O desenvolvimento tecnológico das últimas décadas traduziu-se numa alteração considerável na forma como se trabalha. Com a banalização dos laptops e smartphones, verifica-se uma tendência crescente para os trabalhadores estarem sempre conectados, esbatendo as barreiras entre períodos de trabalho e de descanso.
Texto: Catarina Pereira/ Rui Diniz Miquelis
Surgiu assim o termo leaveism, um conceito recente aplicado às situações em que os trabalhadores usam o tempo de descanso para exercer atividades profissionais.
Sendo a tecnologia um facilitador do leaveism, uma vez que permite o acesso ao email ou a documentos em qualquer sítio e a qualquer hora, a verdade é que não representa a sua única causa. Outros fatores desempenham um papel de relevo neste fenómeno, levando a que os trabalhadores sintam a necessidade de continuar a trabalhar, ainda que tal prejudique o seu tempo de férias, nomeadamente a competitividade nos locais de trabalho e o excesso de trabalho.
É de salientar que a manutenção da atividade profissional durante o período de férias pode ter repercussões negativas, como o aumento do turnover, a diminuição da produtividade e o aumento de casos de burnout. De facto, o trabalho causa um desgaste físico e psíquico. Restringe ainda a liberdade individual, na medida em que a disponibilidade pessoal fica, de certa forma, limitada. Por conseguinte, para permitir a recuperação da energia despendida ao longo do ano, e também proporcionar um período de repouso e de lazer, possibilitando a integração na vida familiar e a participação social e cultural, o trabalhador tem direito a um período anual de férias com a duração mínima de 22 dias úteis, sem perda de retribuição.

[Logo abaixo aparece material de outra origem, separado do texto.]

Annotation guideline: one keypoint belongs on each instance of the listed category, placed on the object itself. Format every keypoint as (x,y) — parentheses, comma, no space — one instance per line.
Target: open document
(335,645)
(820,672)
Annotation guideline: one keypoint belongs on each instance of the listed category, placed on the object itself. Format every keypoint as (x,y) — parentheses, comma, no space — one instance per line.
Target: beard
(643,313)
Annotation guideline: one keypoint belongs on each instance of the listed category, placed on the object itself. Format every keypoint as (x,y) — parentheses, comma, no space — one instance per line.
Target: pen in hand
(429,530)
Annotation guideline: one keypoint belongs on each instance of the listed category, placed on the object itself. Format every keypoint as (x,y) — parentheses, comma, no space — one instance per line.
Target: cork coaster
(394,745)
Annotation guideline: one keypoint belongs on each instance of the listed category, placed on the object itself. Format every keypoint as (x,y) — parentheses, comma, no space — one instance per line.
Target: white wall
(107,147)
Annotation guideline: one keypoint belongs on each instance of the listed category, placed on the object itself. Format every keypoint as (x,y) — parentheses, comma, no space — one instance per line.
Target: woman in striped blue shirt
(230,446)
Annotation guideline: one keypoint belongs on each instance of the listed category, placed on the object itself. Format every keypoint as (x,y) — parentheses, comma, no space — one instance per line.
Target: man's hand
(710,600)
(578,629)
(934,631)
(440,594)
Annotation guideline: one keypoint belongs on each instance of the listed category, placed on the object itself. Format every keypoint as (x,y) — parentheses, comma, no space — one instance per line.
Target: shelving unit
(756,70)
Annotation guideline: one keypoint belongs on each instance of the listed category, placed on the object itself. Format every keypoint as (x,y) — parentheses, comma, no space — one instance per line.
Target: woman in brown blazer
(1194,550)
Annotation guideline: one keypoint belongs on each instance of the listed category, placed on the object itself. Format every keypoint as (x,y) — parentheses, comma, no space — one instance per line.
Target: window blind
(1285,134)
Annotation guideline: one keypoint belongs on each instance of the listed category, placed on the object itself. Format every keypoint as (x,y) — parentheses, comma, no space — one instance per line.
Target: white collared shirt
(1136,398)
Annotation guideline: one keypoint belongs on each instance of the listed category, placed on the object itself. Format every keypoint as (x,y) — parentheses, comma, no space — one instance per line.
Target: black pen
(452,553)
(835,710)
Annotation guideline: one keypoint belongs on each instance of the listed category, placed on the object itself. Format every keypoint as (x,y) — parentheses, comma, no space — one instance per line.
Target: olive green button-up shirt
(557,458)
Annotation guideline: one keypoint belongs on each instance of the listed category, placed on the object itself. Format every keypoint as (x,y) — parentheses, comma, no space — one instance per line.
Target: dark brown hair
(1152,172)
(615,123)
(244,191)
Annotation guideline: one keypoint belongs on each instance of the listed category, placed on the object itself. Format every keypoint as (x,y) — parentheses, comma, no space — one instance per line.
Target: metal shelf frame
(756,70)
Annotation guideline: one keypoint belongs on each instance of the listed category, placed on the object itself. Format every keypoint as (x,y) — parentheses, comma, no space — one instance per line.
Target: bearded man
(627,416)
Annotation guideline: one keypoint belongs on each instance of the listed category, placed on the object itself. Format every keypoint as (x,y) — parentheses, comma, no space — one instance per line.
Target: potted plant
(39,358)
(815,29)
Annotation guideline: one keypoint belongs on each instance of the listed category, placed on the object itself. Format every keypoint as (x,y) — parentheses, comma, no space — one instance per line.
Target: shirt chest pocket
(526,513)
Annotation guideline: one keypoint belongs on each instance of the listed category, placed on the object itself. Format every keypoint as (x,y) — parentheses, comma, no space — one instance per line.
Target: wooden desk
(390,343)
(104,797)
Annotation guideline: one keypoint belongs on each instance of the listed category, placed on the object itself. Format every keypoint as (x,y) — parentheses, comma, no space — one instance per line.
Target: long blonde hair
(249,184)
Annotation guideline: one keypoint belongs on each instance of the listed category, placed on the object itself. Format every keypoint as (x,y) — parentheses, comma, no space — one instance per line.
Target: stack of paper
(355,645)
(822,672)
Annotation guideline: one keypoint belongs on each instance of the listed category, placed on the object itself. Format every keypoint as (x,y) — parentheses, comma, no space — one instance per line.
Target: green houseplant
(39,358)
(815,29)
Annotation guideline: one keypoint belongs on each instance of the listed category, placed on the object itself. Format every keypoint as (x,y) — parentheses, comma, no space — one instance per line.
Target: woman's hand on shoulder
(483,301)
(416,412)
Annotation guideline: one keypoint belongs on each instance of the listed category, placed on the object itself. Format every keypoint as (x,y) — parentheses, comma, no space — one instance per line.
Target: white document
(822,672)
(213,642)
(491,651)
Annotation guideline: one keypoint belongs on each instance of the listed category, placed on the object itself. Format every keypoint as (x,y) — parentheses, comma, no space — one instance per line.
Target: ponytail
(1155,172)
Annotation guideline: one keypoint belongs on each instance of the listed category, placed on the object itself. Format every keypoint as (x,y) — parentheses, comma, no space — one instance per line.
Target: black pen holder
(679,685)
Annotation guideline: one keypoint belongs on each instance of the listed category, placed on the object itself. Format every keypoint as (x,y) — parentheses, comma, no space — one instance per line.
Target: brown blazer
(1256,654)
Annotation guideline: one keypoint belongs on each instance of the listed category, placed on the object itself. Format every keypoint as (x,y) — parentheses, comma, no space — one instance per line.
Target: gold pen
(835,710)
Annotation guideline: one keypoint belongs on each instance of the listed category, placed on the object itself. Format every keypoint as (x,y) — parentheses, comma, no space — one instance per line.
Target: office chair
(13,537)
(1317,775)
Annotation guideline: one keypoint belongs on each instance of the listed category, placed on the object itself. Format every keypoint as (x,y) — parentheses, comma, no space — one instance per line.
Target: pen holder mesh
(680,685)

As empresas devem encorajar uma cultura que não ignora (ou promove) o leaveism. Esta mensagem deve ser passada pela Gestão, que deve liderar pelo exemplo, desconectando-se quando em período de férias e realçando que o mesmo deve acontecer com os outros. De igual modo, deverá ser monitorizado o volume de trabalho e criada uma cultura de back-ups em que, nas equipas, os trabalhadores são capazes de desenvolver as atividades dos colegas.
É um dever do empregador permitir o gozo de férias, só podendo interromper tal período quando se verifiquem exigências imperiosas do funcionamento da empresa que o fundamentem de forma impreterível. Nestes casos, o trabalhador tem o dever de prestar trabalho, sendo que tal prestação não exige, necessariamente, a presença física no local de trabalho. O trabalhador terá direito ao pagamento de uma indemnização pelos prejuízos que sofra em virtude de deixar de gozar as férias, como custos que tenha suportado com alojamento ou deslocações. Não obstante, esta interrupção deverá permitir o gozo seguido de metade do período a que o trabalhador tem direito, por forma a garantir a regeneração da sua capacidade para o trabalho e para impossibilitar que o empregador proceda a uma nova interrupção das férias do trabalhador.
Nos termos da lei, caso o empregador não disponha de um fundamento válido que justifique a interrupção do gozo das férias do trabalhador, este terá direito a uma compensação no valor do triplo da retribuição correspondente ao período em falta, o qual deverá ser gozado até 30 de abril do ano civil subsequente.
»»» Catarina Pereira é consultant da SHL Portugal; Rui Diniz Miquelis é associado da Área de Laboral da sociedade de advogados Vieira de Almeida (VdA).